Garrigue looked, for a moment, more puzzled than frightened. “Why we bothering that? He know right where we live, where the chirrens lives-”

Arceneaux cut him off harshly. “We find him fast, maybe we throw him just that little bit off-balance, could help sometime.” He patted Garrigue’s shoulder lightly. “We use what we got, Rene, and all we got is us. You go on now-my knee biting on me a little bit.”

In fact-as Garrigue understood from the fact that Arceneaux mentioned it at all-the bad knee was hurting him a good deal; he could only pray that it wouldn’t have locked up on him by morning. He brought the car back to Noelle, who took one look at his gait and insisted on driving him home, lecturing him all the way about his need for immediate surgery. She was his oldest child, his companion from her birth, and the only one who would ever have challenged him, as she did now.

“Dadda, whatever you and Compe’ Rene are up to, I will find it out-you know I always do. Simpler tell me now, oui?”

“Ain’t up to one thing,” Arceneaux grumbled. “Ain’t up to nothing, you turning such a suspicious woman. You mamere, she just exactly the same way.”

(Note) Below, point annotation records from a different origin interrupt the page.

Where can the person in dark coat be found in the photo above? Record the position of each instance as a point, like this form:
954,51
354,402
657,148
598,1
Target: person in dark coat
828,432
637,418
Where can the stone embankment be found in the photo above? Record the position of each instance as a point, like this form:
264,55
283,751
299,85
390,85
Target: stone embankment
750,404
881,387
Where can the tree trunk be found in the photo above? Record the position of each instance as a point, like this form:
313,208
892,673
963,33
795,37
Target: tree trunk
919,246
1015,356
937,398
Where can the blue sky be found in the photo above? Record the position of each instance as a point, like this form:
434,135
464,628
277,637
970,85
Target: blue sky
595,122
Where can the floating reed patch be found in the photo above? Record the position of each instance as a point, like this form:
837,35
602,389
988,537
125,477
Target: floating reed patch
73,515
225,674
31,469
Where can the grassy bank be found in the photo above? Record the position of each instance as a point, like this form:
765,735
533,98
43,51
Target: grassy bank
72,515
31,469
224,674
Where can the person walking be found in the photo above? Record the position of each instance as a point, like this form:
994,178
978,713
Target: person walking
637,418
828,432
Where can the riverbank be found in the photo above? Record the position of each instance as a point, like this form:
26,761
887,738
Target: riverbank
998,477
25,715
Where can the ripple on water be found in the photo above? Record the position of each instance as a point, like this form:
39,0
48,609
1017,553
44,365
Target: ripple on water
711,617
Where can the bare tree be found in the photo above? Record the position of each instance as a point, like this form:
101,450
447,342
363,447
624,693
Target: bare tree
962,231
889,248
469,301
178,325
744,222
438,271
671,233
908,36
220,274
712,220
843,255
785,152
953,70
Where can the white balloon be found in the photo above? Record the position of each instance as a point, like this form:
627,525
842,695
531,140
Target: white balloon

“Because you’re such a bad liar,” his daughter replied tenderly. She caressed the back of his neck with a warm, work-hardened hand. “Ma’dear and me, we used to laugh so, nights you’d be slipping out to drink, play cards with Compe’ Rene and your old zydeco friends. Make some crazy little-boy story-whoo, out the door, gone till morning, come home looking like someone dragged you through a keyhole backwards. Lord, didn’t we laugh!”